The golfer claims he's an animal lover but he made repeated attempts to hit the bird from two different distances. Tripp comes off as a spoiled shithead showing off in front of the film crew working with him that day. While it is good that a member of the crew reported the incident after the fact, why didn't someone step in to stop the bully as he was actually swinging for the bird when it was still alive?
From the article...
According to documents from the investigation, the Orlando golfer was reciting lines when the federally protected red-shouldered hawk started making its "kee-aah" sound from about 300 yards away.
"It wasn't that extreme," said sound engineer Jethro Senger, who reported the incident to authorities a few days later. "Initially, it was causing us to stop rolling a few takes." That's what appeared to set Isenhour off, according to Florida Fish and Wildlife Conservation Commission reports.
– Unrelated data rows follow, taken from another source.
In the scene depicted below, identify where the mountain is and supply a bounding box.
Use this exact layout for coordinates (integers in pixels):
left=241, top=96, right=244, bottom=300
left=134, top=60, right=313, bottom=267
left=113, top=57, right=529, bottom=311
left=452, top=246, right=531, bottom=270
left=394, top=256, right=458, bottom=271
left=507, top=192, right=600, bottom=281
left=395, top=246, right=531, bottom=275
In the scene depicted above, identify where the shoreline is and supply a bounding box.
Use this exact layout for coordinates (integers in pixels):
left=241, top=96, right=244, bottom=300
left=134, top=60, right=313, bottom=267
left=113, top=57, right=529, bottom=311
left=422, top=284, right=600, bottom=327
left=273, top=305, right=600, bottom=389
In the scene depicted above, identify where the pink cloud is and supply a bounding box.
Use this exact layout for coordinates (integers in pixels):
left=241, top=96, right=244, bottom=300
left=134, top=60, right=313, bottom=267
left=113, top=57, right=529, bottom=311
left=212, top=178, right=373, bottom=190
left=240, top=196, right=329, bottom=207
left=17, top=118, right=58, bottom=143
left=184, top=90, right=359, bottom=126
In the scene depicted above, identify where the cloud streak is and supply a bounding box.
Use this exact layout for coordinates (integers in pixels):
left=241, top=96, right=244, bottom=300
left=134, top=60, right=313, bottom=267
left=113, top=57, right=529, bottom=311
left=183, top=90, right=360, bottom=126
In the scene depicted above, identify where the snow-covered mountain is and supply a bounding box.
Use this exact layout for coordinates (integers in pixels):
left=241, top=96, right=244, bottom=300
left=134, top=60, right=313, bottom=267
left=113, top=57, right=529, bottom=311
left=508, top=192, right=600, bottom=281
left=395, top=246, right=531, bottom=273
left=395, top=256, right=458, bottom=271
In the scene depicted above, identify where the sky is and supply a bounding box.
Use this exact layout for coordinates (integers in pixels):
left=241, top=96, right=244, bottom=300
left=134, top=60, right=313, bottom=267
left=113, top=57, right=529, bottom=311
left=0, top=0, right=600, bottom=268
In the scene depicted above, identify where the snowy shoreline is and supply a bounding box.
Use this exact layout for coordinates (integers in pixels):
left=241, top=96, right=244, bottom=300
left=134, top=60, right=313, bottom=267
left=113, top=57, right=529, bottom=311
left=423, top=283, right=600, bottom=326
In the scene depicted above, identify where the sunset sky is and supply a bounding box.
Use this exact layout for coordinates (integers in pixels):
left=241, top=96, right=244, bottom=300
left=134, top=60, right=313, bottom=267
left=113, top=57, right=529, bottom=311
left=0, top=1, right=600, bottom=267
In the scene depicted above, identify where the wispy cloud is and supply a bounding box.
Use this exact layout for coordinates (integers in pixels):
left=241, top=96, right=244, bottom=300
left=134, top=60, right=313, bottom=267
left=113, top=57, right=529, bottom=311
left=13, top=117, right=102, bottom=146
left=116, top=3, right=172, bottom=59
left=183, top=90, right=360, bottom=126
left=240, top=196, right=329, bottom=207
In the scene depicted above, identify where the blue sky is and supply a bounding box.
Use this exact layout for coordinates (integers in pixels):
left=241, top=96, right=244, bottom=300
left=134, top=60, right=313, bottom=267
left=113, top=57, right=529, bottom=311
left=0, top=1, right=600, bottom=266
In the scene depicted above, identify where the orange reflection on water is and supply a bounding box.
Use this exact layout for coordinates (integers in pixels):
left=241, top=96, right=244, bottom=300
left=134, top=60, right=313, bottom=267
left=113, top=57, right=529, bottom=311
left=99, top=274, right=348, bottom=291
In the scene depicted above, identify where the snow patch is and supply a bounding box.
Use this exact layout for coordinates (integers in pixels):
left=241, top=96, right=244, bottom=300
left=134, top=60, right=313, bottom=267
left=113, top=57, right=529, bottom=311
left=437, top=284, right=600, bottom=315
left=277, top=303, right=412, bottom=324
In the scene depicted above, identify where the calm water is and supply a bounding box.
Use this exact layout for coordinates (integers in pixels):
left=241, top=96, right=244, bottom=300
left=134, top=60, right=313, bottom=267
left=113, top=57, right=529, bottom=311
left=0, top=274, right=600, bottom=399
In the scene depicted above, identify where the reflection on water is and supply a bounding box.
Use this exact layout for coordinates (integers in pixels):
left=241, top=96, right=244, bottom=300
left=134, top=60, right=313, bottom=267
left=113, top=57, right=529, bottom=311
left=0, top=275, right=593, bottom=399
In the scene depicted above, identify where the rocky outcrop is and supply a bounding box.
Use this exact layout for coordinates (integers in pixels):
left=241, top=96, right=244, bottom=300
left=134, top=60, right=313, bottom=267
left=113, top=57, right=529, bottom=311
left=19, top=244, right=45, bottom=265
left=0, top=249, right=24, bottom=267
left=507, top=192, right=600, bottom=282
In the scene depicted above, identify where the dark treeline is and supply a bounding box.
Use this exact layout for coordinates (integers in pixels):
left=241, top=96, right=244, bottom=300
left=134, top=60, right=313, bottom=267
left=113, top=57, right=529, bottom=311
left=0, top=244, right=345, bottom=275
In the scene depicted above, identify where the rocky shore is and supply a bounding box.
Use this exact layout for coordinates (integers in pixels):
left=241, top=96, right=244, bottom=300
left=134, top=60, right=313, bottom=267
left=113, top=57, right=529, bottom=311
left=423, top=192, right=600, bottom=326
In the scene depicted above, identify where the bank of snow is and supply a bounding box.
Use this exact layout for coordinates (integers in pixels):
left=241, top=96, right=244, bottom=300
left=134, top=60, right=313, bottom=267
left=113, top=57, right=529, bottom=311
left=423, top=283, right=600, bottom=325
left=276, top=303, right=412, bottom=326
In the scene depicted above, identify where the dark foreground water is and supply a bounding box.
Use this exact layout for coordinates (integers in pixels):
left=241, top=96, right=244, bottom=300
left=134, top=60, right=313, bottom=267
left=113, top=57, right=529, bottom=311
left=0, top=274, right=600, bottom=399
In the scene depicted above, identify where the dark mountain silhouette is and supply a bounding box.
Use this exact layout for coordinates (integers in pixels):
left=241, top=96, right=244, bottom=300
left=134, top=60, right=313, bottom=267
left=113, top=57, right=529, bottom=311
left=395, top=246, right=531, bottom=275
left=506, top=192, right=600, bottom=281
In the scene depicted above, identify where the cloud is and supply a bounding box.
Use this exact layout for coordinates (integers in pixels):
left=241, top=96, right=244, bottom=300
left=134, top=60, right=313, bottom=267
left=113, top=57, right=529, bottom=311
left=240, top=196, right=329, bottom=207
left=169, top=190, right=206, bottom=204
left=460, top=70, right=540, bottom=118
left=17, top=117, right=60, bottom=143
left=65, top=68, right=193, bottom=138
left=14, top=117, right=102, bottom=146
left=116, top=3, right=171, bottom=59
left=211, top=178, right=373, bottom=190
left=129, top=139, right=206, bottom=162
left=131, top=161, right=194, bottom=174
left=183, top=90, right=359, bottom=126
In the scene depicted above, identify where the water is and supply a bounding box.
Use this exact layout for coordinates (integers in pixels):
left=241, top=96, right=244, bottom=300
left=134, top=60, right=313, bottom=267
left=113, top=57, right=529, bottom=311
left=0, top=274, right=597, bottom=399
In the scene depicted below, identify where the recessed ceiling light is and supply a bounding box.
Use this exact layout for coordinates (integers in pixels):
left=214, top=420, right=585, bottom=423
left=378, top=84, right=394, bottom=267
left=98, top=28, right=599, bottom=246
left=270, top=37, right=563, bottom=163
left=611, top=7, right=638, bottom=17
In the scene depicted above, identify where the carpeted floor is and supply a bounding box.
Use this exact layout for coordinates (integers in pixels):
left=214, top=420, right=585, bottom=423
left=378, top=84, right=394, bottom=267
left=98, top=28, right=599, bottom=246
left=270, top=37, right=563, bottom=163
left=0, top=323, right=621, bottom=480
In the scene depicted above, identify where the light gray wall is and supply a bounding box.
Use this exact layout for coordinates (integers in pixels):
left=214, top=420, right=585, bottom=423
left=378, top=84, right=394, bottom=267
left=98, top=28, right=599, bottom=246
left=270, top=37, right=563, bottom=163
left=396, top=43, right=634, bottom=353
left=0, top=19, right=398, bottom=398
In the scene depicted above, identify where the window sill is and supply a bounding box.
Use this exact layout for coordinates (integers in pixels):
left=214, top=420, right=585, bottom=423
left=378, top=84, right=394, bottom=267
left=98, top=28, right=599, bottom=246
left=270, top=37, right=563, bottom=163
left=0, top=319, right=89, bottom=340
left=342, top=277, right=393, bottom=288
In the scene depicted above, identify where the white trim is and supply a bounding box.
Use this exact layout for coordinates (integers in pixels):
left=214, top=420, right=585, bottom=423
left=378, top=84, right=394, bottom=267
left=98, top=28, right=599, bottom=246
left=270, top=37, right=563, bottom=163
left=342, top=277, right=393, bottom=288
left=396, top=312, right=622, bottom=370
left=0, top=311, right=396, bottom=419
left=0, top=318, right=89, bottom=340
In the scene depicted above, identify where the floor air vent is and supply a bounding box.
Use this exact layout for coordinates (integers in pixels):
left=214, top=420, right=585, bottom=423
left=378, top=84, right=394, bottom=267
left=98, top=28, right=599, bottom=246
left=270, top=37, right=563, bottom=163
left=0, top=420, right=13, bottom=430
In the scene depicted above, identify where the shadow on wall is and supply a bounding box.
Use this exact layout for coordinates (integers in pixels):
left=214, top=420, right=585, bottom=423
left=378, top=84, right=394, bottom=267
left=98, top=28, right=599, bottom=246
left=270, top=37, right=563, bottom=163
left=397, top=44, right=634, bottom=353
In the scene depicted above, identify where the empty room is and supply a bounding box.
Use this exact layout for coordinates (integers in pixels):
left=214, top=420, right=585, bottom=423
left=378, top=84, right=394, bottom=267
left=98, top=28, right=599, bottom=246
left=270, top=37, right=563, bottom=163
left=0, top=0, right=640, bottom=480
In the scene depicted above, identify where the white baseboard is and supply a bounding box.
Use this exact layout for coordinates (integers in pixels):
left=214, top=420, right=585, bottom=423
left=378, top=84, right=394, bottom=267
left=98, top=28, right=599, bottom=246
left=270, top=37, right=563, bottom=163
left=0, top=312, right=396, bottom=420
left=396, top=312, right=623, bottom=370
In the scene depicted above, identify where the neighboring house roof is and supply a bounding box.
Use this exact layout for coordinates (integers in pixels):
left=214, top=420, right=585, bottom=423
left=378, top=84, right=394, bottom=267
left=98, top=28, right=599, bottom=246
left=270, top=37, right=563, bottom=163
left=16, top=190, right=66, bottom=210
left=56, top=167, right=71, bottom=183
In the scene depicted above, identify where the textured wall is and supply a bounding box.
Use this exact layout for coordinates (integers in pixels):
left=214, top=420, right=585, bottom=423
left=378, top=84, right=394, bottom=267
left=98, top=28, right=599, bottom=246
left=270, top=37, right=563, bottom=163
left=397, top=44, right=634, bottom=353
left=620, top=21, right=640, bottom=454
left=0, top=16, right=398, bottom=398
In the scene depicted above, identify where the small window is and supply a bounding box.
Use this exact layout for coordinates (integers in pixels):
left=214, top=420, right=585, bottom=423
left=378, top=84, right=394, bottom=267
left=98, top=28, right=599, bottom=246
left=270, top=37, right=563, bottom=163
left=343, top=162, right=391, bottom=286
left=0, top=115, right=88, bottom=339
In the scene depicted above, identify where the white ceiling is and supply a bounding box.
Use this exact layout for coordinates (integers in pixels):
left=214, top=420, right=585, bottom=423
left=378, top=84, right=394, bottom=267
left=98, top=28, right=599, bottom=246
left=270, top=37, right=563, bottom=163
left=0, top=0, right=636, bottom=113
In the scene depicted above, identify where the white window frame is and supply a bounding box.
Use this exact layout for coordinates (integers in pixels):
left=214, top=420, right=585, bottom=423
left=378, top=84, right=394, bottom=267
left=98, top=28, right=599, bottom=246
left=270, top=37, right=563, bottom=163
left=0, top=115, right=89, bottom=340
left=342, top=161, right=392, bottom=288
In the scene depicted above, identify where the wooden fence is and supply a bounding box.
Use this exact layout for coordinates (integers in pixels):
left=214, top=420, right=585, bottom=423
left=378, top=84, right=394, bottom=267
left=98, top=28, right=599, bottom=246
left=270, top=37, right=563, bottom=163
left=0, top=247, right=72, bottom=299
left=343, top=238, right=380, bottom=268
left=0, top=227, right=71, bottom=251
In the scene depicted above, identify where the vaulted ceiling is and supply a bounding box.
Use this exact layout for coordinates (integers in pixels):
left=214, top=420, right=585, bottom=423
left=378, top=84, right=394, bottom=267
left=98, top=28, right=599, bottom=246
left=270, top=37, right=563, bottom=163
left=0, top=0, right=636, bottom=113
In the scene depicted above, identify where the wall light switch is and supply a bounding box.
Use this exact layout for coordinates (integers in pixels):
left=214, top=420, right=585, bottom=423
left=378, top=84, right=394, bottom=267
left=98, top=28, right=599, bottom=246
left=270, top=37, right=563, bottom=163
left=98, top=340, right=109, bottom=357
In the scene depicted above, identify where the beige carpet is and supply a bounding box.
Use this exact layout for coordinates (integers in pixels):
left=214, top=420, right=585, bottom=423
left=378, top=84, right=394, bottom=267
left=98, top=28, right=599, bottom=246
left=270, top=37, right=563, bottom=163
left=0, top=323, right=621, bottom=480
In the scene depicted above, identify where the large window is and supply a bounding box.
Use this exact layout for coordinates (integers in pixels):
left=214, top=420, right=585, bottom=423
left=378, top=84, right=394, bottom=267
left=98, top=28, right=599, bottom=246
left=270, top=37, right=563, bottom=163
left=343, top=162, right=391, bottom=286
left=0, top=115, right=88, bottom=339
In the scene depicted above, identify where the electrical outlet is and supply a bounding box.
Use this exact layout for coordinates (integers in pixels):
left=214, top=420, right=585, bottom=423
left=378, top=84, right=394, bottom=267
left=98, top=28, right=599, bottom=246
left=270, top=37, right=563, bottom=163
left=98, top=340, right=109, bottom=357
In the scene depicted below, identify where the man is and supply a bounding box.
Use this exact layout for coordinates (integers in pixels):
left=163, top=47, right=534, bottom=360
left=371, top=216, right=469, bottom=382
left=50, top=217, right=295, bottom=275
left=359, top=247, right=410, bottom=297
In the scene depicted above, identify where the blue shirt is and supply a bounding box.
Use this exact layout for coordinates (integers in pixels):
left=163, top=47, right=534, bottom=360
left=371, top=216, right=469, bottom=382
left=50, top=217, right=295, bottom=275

The golfer, who turned pro in 1990, hopped into a golf cart and drove closer to the feathered creature perched in a tree. For 10 minutes, while the crew waited, Isenhour hit several golf balls toward the bird. He eventually gave up and returned to the set.
The bird then flew closer to the crew and landed in a tall pine tree about 75 yards away. Again, the hawk began to screech.
Isenhour, who earned $471,000 last year and ranked No.152 on the PGA Tour, started hitting drives at the bird, getting closer with each swing, witnesses told investigators.
On Isenhour's 10th swing, the ball hit the bird, causing it to fall more than 30 feet to the ground. Isenhour yelled, "I didn't think I would hit it," according to reports.
When the bird fell from the tree, Senger and others ran to its aid.
"The bird was on his back, bleeding from his nostrils, his mouth was opening and closing slowly, and it was looking up at me as people ran over," Senger told wildlife officials. "I saw its eyes slowly close, and I was pretty sure that the bird had died."
A production assistant later buried the bird off the fairway, said wildlife Officer Brian Baine.
Unable to sleep and haunted by dreams of hurt animals, Senger told wildlife officials what happened. Investigators exhumed the bird, and it is being preserved in Ocala in case it's needed for trial.